Ramanathan continues: “Dubai hoped to welcome 25 million guests in 2020 – and this was a figure developed in close consultation with the tourism authorities, airlines and others.
“Currently, we are maintaining our ticketing ambitions – but we are cognisant things continue to unfold, both on a domestic and international scale.
“It is important to remember, the event is still eight months down the road, and while it opens in October, it goes on until March 2022.
“We have 14 months until the end of the event; and with vaccines being deployed quite rapidly now, we could be in a very different place in six- to 12-months time.”
However, with the impact of the Covid-19 pandemic likely to be felt in some fashion until at least 2022, Expo 2020 Dubai organisers are seeking to make the show as safe as possible.
“In terms of visitors, we have put a number of measures in place to ensure safety,” continues Ramanathan.
“We have worked with the United Arab Emirates’ health authorities, as well as the World Health Organisation, to ensure we meet the correct standards.
“We continue to monitor how the world is coping with the crisis – and health and safety is of course our top priority.
“There are currently temperature checkpoints on site, visitors are required to wear masks, social distancing is in place and all venues are regularly cleaned.
“The site is huge, some 4.38 kilometres squared, so this gives a great opportunity to keep people safe.
“In total we can accommodate 125,000 people at any one time, across the pavilions, public spaces and elsewhere, so this is a great advantage.”
So what will guests be able to see if they make the trip to Expo 2020 Dubai?
Ramanathan continues: “The theme of the event remains very much the same, Expo 2020 is about connecting minds and creating the future.
“The world needs this more than ever, a chance to come together and achieve a joint solution to the challenges we face.
“Every country has been grappling with the same challenges – and this will provide an opportunity to come together.”
She adds: “Our partners have taken the year-long delay to sharpen their offering and to work out what is most relevant to audiences right now.
“A lot of the content has been revisited to ensure it is as close to what the consumer wants as possible.

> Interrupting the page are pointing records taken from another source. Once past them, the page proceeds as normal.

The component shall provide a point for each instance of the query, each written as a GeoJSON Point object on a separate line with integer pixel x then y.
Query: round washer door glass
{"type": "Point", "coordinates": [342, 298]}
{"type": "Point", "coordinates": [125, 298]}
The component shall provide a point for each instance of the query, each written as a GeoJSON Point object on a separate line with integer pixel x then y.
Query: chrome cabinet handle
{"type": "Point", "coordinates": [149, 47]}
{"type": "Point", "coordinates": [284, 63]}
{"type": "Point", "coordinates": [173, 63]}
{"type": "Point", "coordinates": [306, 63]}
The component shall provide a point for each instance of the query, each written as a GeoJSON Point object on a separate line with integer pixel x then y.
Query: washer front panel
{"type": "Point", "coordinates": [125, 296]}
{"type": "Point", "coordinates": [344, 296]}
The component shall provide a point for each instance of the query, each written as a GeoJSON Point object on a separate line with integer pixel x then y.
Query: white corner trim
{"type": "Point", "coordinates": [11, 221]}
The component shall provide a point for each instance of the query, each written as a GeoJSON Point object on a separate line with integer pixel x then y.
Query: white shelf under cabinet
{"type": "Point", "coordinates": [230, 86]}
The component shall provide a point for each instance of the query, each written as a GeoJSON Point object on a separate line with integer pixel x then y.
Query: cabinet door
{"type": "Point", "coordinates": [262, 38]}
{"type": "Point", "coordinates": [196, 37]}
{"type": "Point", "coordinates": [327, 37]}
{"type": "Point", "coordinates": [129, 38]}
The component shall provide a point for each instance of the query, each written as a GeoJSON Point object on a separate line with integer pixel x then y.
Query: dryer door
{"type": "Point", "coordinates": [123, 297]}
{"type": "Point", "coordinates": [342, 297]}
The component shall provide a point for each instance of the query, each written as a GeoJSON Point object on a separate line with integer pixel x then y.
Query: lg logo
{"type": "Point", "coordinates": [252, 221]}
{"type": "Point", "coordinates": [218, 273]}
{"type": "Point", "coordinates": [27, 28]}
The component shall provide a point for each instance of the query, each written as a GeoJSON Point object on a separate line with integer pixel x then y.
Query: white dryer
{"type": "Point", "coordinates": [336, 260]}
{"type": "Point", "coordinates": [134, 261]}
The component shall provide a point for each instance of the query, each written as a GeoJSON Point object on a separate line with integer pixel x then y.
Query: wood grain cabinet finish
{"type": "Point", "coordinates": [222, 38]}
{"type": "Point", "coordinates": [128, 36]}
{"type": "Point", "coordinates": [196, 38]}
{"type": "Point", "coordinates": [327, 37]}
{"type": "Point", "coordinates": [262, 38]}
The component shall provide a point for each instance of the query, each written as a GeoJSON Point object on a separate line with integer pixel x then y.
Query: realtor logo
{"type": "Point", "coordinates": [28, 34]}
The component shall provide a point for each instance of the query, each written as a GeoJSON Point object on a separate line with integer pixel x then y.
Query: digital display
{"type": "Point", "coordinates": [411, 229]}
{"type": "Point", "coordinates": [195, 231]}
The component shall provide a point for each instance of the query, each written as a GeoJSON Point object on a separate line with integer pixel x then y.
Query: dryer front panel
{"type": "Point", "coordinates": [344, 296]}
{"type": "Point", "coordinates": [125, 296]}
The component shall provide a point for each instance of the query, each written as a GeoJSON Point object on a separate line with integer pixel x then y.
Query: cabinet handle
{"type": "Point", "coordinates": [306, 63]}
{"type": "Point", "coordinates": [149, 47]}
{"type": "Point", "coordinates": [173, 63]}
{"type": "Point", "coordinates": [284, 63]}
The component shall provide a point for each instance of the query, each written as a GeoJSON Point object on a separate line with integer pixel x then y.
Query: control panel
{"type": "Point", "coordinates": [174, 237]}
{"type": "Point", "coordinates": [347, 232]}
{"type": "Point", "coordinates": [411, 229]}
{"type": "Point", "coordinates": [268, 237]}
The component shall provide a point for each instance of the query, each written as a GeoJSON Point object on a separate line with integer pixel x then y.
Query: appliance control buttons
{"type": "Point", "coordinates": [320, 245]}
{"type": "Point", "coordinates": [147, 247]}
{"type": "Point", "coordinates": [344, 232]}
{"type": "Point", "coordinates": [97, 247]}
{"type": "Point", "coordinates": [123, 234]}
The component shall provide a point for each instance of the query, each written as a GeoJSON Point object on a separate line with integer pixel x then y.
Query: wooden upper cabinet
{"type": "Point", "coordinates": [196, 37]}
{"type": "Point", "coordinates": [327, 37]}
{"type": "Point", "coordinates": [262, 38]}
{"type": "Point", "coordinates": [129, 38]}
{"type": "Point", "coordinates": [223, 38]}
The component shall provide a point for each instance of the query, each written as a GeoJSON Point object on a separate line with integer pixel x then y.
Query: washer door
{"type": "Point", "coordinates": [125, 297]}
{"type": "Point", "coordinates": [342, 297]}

“We, as organisers of Expo 2020, are doing the same.
“There will be very few places in the world offering the opportunity to connect in 2021, without the need for visas, PCR tests and the rest – we hope to be one of them.”
In the build up to the main event, there will also be a series of thematic weeks focusing on specific topics, such as space.

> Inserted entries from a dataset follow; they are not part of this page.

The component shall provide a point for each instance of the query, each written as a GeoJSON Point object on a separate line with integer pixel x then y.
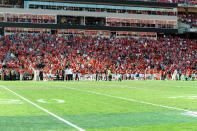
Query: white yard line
{"type": "Point", "coordinates": [130, 99]}
{"type": "Point", "coordinates": [52, 114]}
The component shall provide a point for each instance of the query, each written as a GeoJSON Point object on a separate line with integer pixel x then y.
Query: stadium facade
{"type": "Point", "coordinates": [145, 19]}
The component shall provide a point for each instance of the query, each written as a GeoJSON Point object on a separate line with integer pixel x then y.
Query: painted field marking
{"type": "Point", "coordinates": [194, 114]}
{"type": "Point", "coordinates": [185, 97]}
{"type": "Point", "coordinates": [50, 101]}
{"type": "Point", "coordinates": [45, 110]}
{"type": "Point", "coordinates": [129, 99]}
{"type": "Point", "coordinates": [10, 101]}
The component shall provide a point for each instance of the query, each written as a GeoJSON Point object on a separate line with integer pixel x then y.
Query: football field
{"type": "Point", "coordinates": [98, 106]}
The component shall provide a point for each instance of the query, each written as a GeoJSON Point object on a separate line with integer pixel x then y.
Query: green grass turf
{"type": "Point", "coordinates": [86, 107]}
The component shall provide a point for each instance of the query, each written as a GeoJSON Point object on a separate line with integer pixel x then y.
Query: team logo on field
{"type": "Point", "coordinates": [194, 114]}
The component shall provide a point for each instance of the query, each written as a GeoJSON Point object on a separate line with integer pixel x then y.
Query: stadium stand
{"type": "Point", "coordinates": [190, 18]}
{"type": "Point", "coordinates": [88, 54]}
{"type": "Point", "coordinates": [127, 37]}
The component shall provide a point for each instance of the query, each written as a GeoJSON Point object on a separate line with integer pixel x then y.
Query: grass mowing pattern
{"type": "Point", "coordinates": [94, 112]}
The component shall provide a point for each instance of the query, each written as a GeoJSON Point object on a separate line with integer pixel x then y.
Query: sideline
{"type": "Point", "coordinates": [52, 114]}
{"type": "Point", "coordinates": [130, 99]}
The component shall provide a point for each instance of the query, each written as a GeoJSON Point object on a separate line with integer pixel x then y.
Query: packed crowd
{"type": "Point", "coordinates": [91, 54]}
{"type": "Point", "coordinates": [190, 18]}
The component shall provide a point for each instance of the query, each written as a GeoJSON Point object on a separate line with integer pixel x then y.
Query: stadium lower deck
{"type": "Point", "coordinates": [98, 106]}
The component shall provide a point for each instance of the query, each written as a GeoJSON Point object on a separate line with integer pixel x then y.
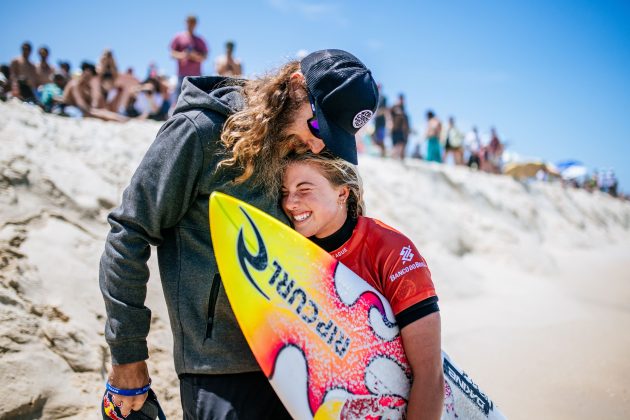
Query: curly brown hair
{"type": "Point", "coordinates": [255, 135]}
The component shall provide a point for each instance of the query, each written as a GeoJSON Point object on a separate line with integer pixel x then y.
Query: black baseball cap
{"type": "Point", "coordinates": [345, 97]}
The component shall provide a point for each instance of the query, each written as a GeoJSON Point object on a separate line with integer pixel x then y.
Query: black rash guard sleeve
{"type": "Point", "coordinates": [417, 311]}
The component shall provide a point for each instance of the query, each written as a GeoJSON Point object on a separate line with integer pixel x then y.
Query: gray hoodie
{"type": "Point", "coordinates": [166, 205]}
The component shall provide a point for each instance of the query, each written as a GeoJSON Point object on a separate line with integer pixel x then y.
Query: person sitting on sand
{"type": "Point", "coordinates": [44, 70]}
{"type": "Point", "coordinates": [24, 75]}
{"type": "Point", "coordinates": [228, 65]}
{"type": "Point", "coordinates": [107, 64]}
{"type": "Point", "coordinates": [323, 198]}
{"type": "Point", "coordinates": [51, 94]}
{"type": "Point", "coordinates": [84, 94]}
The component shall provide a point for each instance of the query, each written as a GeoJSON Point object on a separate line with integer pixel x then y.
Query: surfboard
{"type": "Point", "coordinates": [326, 340]}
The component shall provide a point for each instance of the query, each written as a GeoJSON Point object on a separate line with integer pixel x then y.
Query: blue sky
{"type": "Point", "coordinates": [552, 76]}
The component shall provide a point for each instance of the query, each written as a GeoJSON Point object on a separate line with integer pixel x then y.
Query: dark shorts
{"type": "Point", "coordinates": [241, 396]}
{"type": "Point", "coordinates": [398, 137]}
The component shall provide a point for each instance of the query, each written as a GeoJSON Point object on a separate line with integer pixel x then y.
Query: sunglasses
{"type": "Point", "coordinates": [313, 124]}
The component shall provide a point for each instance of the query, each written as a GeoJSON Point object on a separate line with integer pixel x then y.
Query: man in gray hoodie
{"type": "Point", "coordinates": [225, 135]}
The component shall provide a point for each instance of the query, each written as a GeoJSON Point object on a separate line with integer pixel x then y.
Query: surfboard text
{"type": "Point", "coordinates": [308, 311]}
{"type": "Point", "coordinates": [468, 387]}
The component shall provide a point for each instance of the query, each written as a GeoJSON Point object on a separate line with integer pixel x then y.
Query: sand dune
{"type": "Point", "coordinates": [533, 279]}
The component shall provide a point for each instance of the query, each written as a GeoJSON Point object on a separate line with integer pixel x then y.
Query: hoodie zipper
{"type": "Point", "coordinates": [212, 303]}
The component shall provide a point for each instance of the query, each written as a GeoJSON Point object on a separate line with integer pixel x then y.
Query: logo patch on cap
{"type": "Point", "coordinates": [362, 118]}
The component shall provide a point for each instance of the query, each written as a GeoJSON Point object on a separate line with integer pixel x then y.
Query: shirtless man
{"type": "Point", "coordinates": [84, 93]}
{"type": "Point", "coordinates": [23, 74]}
{"type": "Point", "coordinates": [432, 134]}
{"type": "Point", "coordinates": [227, 65]}
{"type": "Point", "coordinates": [44, 70]}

Each will bring together influential policymakers, thought-leaders, Expo 2020 participants and the public for question-and-answer sessions and panel discussions that will help shape the thought-provoking content on offer at the show.
Weeks on global goals, climate and biodiversity, knowledge and learning, and water are also set to follow.
“These themes will be explored in more detail during the event, and in the coming months we will be putting together a line-up of key speakers who will be coming to offer their expertise in these areas,” concludes Ramanathan.
Expo 2020 Dubai is currently scheduled to launch on October 1st – with more information on the official website.